Now, as she often did, Sarah blocked that memory from her consciousness and let herself pretend that the move hadn't happened. It had all been a silly dream, and if she didn't accept its validity, she was bound to wake up and find herself still in California, where the scents of summer lingered in the damp salt air of October and crimson hibiscus bloomed in front of their garden apartment. The cries of gulls would replace the harsh' caws of crows. And the clouds would be puffy and white and blow in off the ocean like cotton balls, not dull, striated layers spread out like thin sheets of plastic against the sky behind Garrett Hill, whose pine-covered slopes gave the town of Pine Crest its name. When the phone rang, the calls would not be from Sheila, Ted's soon-to-be ex-wife, whining about how lonely she was or begging Ted to come over and repair her dishwasher, but from longtime pals like Gillian or Ryan or Lindsay—or from Jon, who had been on the verge of being more than a "friend"—each one wanting to know if Sarah was free to party or to go to the beach or a movie or just out cruising.
She was zipping along the beach road in the backseat of Ryan's Jeep, with her head tipped back against Jon's shoulder, roaring with laughter at one of his crazy surfing stories, when a knock at the bedroom door caused her eyes to fly open.
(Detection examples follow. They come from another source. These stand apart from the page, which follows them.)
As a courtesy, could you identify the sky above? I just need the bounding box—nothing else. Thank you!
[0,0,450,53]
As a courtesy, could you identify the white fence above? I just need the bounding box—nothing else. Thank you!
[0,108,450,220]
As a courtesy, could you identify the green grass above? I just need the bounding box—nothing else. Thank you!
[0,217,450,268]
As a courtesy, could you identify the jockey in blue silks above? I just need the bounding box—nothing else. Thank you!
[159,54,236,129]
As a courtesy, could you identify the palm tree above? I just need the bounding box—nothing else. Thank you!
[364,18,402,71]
To her surprise she discovered the afternoon was over. The tape had long since played itself out, and the room was heavy with silence and bathed in the glow of softening twilight.
"Sarah?" The voice was her mother's. "Will you come out here, please? There's something Ted and I feel we need to discuss with you."
"Okay," Sarah called back. "I'll be with you in a minute."
Her voice was foggy with sleep, and her limbs felt leaden. She realized that she must have been sleeping like a dead thing if Ted had managed to come home and she hadn't heard him. He always made a point of parking at the side of the house instead of in the driveway next to her mother's car, under the ridiculous assumption that if his own car wasn't visible from the street, nobody would' suspect that he spent his nights there.
When she dragged herself to her feet and went out to the living room, she found Ted on the sofa munching brownies, with a worried-looking Rosemary seated next to him. It was obvious to Sarah that they had been discussing her, for the moment she appeared, her mother said, "Don't tell me you've been sleeping!"
"All right, I won't tell you," Sarah said. "I'll let you guess."
"Why? Are you sick?"
"Since when is napping a crime?"
"Excessive sleeping is a sign of depression," Ted said in the classroom-lecture voice that Sarah found so irritating.
"It's also a sign of boredom," Rosemary said, frowning. "Honey, it isn't healthy for you to spend all your afternoons closed up in your bedroom. You've got to start getting involved in some after-school activities."